People at his tight-knit church tried to console him, and friends and family offered advice.

But it is hard for those who have had nothing change to truly understand those who have had the floor drop out from under them, Sánchez said.

People have a deep need to believe if they do all the right things, they will have economic security, they will be OK, Miller said.

“When we hear about someone’s misfortunes, we look at things we can point to to say it was their fault,” Miller said.

Individual choices are an important influence on a person’s economic success in life. But larger societal and economic forces are at work, like a credit crisis and global competition, that can overwhelm them.

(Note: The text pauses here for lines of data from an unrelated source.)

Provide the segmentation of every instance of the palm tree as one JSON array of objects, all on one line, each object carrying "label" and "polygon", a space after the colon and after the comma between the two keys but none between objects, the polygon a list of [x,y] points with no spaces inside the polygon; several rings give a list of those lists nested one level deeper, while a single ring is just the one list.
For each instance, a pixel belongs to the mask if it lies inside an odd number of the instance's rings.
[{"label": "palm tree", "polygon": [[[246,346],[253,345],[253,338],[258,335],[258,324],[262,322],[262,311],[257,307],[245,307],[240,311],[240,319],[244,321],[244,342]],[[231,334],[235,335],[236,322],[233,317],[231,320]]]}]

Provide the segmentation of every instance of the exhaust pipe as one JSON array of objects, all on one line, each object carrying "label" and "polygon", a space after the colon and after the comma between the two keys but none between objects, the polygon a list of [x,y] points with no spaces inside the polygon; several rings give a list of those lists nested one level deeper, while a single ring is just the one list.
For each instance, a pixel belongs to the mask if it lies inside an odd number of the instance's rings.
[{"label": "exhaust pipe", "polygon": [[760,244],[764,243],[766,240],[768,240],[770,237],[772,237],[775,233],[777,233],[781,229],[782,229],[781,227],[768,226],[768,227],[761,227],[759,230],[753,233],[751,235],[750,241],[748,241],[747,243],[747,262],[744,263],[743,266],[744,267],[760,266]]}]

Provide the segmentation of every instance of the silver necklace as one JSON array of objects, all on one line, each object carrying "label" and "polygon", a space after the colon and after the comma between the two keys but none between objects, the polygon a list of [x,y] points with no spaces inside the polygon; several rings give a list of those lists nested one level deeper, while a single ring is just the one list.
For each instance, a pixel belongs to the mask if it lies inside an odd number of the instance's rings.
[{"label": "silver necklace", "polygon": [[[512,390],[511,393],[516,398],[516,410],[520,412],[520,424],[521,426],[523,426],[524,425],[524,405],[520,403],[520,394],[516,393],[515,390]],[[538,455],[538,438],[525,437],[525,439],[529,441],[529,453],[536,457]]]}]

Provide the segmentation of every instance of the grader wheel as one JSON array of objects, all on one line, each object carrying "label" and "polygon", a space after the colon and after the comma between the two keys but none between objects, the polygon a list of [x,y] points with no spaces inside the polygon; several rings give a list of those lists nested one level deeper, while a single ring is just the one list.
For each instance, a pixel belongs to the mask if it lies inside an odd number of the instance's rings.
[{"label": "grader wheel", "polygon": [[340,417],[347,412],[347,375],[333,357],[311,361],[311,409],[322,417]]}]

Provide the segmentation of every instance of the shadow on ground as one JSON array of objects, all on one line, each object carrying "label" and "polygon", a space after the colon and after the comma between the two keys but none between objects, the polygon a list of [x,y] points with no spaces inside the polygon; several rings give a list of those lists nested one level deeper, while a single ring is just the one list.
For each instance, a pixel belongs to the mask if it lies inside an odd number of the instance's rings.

Sánchez, 55, searched for months in his old field and suffered through several dark weeks before deciding to trade in his white collar for a blue collar.

He took an $8-an-hour job this March in a warehouse.

He has changed jobs two more times and boosted his wage each time in the process. But the family is making only 60 percent of what it did before he lost his insurance job.

To pay the kids’ college tuition, preserve the house and keep creditors at bay, the family is drawing down $5,000 every two months from Sánchez’s retirement plan.

The family has cut out the extras that once seemed so important, such as eating out and having cable television, and yet Sánchez knows in a year, maybe longer, that money will run out.

“It is changing our ability to continue our lifestyle and provide a good education for our kids,” he said. “I am very worried about our future if I can’t find a way to make more money.”

Watching the turmoil in Greece and Europe, he expects things will get worse before they get better.

And in quieter moments, Sánchez can’t shake the feeling that he has somehow let down his parents, who sacrificed so much to give him a better life.

They tell him otherwise.

“My parents are wonderfully supportive,” he said. “It is no shame to them that I am not in insurance anymore. They taught us growing up to not be afraid of work. If you have to go out and dig ditches, dig ditches.”

Sánchez just hopes if he digs enough, he can find a way out of the financial pit that the economic downturn has put him and millions of other people in.